Aquela semana havia transcorrido normalmente no Princeton Plainsboro Hospital. Alguns poucos casos, mas nenhum que tirasse o sono de House e sua equipe. O clima entre Cameron e Chase havia melhorado um pouco, ele tentava ao máximo ser gentil com ela e ela até se divertia com isso, era engraçado vê-lo se dobrando em esforços para agradá-la.

Na sexta-feira, Cameron estava lendo alguns artigos na internet, enquanto Foreman folheava uma revista e Chase fingia que lia um livro de Nefrologia, quando o telefone tocou despertando a todos.

- Alô. – Chase atendeu.

- Chase. – Disse Cuddy do outro lado da linha. – Preciso de ajuda de todos no Pronto Socorro.

- Ok. Estamos a caminho.

- Onde está o House?

- Passou por aqui cedo, saiu em seguida e não deu mais sinal de vida.

- Ok. Desçam rápido.

Chase desligou o telefone e comunicou aos colegas:

- Trabalho pesado no Pronto Socorro pessoal. Rápido!
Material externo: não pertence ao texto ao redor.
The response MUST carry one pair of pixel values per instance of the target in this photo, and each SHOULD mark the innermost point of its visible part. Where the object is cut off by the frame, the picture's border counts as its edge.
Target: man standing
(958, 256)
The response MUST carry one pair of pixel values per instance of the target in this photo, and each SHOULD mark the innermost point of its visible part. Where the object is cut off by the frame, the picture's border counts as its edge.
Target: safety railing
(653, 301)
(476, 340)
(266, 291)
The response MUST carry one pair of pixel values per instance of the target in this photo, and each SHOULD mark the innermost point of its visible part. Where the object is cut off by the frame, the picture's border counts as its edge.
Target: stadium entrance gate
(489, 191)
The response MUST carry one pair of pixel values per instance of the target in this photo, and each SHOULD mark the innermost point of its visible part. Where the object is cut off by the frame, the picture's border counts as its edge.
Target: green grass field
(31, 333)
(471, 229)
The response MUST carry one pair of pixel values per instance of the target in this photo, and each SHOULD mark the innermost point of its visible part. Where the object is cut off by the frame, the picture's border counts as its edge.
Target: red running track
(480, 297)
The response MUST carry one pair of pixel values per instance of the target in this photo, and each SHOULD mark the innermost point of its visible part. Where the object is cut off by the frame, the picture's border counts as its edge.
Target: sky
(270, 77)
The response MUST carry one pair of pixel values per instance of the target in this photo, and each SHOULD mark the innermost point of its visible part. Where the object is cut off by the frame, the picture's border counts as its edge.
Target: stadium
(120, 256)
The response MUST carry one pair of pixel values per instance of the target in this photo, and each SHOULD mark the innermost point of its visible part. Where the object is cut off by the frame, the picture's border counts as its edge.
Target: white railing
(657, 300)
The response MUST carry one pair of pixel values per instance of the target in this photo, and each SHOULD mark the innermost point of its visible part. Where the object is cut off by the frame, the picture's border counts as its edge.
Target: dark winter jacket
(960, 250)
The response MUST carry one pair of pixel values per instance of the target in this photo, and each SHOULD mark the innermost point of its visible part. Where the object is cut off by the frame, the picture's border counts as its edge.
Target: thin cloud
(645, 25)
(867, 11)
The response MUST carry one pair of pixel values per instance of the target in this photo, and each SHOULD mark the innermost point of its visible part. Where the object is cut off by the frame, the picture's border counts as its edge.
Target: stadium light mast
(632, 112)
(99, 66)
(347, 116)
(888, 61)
Os três dirigiram-se ao primeiro andar e, ao chegarem lá, viram uma enorme confusão.

- O que aconteceu aqui? – Perguntou Cameron assim que conseguiu distinguir Cuddy no meio da multidão.

- Um engavetamento envolvendo mais de 30 veículos e um ônibus escolar. – Ela respondeu rapidamente. – Chase, quero você e Cameron na linha de frente. Tomem as medidas iniciais e façam os encaminhamentos. As listas com os hospitais especializados estão afixadas nas paredes. Foreman, estamos encaminhando os traumas crânio-encefálicos para a neurologia e estão precisando de pessoal lá.
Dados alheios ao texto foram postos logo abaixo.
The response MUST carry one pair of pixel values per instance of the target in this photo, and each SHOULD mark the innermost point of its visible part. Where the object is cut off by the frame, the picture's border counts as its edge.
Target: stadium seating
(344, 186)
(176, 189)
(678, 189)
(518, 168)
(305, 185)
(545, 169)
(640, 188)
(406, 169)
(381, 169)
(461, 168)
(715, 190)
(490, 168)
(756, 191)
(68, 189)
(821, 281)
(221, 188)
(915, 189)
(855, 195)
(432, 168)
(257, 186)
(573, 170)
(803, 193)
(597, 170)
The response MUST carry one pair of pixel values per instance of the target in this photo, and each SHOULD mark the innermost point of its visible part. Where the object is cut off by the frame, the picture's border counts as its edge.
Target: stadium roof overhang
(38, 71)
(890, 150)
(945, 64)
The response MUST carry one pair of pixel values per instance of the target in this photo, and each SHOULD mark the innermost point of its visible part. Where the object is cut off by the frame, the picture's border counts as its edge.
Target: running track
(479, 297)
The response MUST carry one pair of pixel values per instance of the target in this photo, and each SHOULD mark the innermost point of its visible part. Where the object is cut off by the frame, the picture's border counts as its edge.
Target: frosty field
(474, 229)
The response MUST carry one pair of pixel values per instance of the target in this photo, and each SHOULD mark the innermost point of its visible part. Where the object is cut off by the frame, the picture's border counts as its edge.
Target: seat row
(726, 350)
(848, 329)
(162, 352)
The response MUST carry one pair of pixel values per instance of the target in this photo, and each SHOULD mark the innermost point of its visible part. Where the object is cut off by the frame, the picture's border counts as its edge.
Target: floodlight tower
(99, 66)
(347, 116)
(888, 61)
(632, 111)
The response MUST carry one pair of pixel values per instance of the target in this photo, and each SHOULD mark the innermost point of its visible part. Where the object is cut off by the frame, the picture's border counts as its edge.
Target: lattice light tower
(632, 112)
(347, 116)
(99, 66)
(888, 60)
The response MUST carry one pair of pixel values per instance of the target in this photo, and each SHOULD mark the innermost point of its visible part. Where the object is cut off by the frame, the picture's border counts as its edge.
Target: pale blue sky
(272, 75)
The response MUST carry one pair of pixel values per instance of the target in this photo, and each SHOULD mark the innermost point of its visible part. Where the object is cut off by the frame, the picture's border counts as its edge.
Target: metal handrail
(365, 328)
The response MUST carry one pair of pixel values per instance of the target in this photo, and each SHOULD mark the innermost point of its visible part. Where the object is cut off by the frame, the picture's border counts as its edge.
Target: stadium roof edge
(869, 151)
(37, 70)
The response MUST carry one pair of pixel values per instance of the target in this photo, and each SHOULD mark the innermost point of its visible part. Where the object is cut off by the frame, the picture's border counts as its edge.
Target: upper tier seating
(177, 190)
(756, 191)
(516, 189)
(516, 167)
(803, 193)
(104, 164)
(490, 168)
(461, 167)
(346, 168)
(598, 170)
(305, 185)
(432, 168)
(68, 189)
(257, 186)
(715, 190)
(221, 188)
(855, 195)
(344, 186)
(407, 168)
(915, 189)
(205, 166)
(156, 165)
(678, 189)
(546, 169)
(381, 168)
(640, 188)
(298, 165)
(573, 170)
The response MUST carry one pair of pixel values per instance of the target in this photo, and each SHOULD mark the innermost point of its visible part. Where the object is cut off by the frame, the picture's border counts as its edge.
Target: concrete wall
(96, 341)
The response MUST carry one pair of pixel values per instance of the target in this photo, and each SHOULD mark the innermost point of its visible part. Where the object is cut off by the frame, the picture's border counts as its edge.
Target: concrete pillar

Os três se dirigiram para os seus postos e trabalharam incessantemente o resto do dia. Já passava das 7 da noite quando as coisas se acalmaram. Cuddy passou na sala principal do Pronto Socorro e encontrou Chase refazendo um curativo em uma criança e Cameron encostada na entrada da sala.

- E aí? – Cuddy perguntou. – Tudo mais calmo agora?

- Ah sim. Todas as vítimas já receberam atendimento ou foram encaminhadas. Só aquela garota que arranca o curativo a todo momento e não deixa nenhuma enfermeira se aproximar dela. Só o Chase. - Cameron respondeu divertida.

- De boba ela não tem nada né?! – Cuddy riu.

- Mal sabe ela...

- E aí? Como vocês estão?

- Na mesma... Mas... Desculpa Cuddy, não tô com cabeça pra tocar nesse assunto hoje.

- Tudo bem, mas quando quiser falar.

- Obrigada... Mas, falando nisso. Por onde anda meu chefe?

Cuddy suspirou.

- Espero que bem longe daqui, porque se ele aparecer na minha frente eu sou capaz de matá-lo.

Cameron riu.

- O que ele fez dessa vez?

- Nada. Só desapareceu o dia inteiro, no dia em que eu mais precisei dele.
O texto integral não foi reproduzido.